I know what you are all thinking, this recipe is going to take a while and you rather do something that is quick and easy. Didn’t they say though that food is the way to the heart? So, why not take the time to bake this delicious treat from the heart to show your special someone just how much they mean to you! Here’s the recipe:
Prep Time: 15mins Freezing Time: 30mins Makes: 8 servings
- 3 cups all-purpose flour
- 2 teaspoons baking powder
- 1 cup Leaner Creamer Coconut Sugar
- 1 cup coconut oil
- 1 large egg
- 1 teaspoon vanilla extract
- ½ teaspoon almond extract
- 2 teaspoons Leaner Creamer Peppermint Mocha
- pink and red gel food coloring
- valentine’s day nonpareil sprinkles
1 In a bowl, combine the flour and baking powder. Set aside.

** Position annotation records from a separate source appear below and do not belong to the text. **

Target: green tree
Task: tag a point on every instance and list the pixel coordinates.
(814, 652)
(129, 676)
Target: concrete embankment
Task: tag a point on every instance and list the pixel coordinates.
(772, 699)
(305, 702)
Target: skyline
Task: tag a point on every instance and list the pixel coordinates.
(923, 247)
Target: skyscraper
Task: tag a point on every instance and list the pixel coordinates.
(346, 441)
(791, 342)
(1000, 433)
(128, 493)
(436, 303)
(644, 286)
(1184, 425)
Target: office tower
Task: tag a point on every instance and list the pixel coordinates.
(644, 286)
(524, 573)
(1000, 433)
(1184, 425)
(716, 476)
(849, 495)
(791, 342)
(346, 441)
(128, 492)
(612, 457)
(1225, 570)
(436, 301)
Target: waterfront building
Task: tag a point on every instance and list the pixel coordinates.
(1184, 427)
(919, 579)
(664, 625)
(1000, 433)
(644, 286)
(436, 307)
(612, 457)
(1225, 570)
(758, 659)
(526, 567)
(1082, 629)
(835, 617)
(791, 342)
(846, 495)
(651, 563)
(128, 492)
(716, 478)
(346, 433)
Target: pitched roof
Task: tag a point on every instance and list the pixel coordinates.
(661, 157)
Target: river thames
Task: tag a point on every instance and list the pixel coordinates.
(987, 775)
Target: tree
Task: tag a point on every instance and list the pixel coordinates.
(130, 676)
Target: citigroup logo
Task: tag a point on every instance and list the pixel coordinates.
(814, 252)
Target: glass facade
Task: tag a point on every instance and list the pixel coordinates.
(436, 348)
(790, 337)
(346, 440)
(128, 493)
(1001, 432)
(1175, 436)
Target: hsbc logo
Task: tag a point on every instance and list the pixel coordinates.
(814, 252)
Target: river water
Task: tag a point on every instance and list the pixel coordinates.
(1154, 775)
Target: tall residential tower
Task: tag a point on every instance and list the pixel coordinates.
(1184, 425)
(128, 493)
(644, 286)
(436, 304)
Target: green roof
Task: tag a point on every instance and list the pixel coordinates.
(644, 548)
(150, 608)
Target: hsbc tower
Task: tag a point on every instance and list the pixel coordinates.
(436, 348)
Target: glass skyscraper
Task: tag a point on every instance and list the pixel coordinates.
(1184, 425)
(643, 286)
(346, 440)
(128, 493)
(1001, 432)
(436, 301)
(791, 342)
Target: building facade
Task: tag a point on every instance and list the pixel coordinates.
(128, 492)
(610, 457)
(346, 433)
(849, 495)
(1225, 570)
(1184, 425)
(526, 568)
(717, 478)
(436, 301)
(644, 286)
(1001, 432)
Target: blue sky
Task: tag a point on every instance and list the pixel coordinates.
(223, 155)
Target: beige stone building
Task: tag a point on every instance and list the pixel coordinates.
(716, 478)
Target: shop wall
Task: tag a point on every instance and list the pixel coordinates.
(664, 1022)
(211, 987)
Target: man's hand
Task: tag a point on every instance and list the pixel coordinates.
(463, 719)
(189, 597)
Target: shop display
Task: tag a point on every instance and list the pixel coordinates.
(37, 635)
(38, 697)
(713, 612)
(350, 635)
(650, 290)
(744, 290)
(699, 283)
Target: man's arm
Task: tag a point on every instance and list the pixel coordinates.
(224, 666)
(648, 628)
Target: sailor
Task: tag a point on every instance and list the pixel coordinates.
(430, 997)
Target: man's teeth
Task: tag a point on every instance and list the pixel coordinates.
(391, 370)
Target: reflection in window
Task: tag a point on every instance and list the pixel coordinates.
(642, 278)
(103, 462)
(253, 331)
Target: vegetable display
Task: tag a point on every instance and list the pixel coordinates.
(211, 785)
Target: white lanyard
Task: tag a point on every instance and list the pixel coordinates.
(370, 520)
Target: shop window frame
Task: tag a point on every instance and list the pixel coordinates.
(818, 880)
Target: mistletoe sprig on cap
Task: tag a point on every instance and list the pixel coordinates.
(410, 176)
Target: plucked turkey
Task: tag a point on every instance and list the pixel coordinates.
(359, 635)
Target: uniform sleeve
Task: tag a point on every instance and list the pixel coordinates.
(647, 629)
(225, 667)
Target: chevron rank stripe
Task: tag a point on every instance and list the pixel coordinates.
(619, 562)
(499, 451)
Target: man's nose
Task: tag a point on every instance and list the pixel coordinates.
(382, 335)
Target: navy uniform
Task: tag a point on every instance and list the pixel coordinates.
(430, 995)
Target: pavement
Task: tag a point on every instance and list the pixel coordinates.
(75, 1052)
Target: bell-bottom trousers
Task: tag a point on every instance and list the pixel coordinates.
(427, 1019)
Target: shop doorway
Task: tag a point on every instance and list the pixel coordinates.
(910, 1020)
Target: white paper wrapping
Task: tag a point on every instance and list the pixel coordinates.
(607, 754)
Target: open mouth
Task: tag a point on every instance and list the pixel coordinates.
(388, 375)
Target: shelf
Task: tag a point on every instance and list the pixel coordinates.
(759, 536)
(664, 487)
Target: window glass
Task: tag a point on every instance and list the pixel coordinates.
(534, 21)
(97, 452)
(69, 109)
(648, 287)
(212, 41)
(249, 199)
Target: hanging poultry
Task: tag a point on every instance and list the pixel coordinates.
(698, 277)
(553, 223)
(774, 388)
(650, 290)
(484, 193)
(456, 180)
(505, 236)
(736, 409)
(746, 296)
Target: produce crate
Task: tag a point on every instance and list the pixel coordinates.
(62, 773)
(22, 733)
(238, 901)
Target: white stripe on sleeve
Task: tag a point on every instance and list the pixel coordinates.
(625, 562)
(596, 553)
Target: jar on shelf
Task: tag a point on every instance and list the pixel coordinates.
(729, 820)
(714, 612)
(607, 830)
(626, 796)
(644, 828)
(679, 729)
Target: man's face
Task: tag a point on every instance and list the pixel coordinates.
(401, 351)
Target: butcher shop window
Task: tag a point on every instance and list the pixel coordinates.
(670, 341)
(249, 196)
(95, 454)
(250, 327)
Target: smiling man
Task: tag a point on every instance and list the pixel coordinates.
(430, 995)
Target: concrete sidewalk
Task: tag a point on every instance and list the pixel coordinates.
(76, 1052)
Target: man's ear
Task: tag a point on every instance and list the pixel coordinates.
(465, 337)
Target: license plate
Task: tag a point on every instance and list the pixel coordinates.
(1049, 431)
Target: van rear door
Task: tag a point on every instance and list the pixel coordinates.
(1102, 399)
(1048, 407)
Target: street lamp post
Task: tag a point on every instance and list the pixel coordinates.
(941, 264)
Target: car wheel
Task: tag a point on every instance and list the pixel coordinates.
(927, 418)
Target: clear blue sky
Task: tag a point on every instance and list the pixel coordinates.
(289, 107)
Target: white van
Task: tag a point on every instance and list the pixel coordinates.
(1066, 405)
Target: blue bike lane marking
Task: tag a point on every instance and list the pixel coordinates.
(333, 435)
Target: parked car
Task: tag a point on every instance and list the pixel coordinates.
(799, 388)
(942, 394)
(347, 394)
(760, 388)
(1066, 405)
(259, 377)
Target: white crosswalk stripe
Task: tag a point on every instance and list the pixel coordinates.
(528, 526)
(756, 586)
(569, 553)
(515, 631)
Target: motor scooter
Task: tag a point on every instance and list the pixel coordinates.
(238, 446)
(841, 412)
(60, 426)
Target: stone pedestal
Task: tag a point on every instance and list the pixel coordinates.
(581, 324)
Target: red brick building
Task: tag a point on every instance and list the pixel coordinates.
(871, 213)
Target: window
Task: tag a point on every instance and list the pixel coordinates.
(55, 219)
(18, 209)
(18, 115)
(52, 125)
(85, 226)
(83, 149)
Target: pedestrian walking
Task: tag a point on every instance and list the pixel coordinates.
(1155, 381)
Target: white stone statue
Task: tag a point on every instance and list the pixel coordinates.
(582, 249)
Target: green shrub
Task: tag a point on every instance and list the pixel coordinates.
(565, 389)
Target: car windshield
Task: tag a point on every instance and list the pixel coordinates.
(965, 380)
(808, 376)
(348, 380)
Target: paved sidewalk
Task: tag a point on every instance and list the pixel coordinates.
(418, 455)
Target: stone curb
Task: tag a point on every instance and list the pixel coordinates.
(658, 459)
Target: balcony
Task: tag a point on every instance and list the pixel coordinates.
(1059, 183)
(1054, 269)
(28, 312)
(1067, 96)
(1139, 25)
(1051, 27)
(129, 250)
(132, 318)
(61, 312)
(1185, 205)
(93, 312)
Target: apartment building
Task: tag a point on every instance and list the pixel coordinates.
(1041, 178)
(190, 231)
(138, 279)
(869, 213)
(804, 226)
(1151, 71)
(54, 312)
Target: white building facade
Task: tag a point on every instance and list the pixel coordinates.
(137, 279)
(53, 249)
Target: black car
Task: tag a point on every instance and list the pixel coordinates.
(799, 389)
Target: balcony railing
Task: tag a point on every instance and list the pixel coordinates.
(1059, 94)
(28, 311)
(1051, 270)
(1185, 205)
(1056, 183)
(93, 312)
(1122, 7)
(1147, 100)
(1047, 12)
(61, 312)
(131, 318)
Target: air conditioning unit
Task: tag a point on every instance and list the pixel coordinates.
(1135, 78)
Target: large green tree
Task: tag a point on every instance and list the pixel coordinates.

2 Place sugar and oil in a mixing bowl and using an electric mixer beat until creamy. Add in the egg, vanilla extract, almond extract, and LC Peppermint Mocha; beat.
3 Spoon the flour mixture into the wet ingredients and mix gently until incorporated and dough forms with a spatula.
4 Pull out ⅓ of the dough, divide into 2 - dye one section red and the other pink. Knead the dough until the color is incorporated, then roll the colored dough to about ½ inch thick.
5 Use a lightly floured 1” cookie cutter to cut out your shapes and then re-roll the scraps to make as many hearts as you can. Line up the hearts on a piece of plastic wrap, then wrap them in plastic and stick them in the fridge for 30 minutes.
6 Begin to roll the outside dough into long narrow ropes, 10 minutes before the hearts come out of the fridge. The ropes need to be long enough to cover all of the center cut-outs length-wise.
7 Place the ropes around the hearts and gently press until the hearts are completely covered.
8 Place some nonpareil sprinkles in a baking dish, and gently roll the cookie dough in the sprinkles, covering all of the sides. Wrap the cookie dough in plastic wrap and refrigerate for at least 2 hours or overnight.
9 After the dough has been refrigerated, slice it into about ½” thick cookies. Place them on a baking sheet, at least 1” apart, and bake at 350°F for 8-10 minutes.
10 Allow the cookies to cool for 3-5 minutes then transfer them to a cooling rack to cool completely. Store in an airtight container.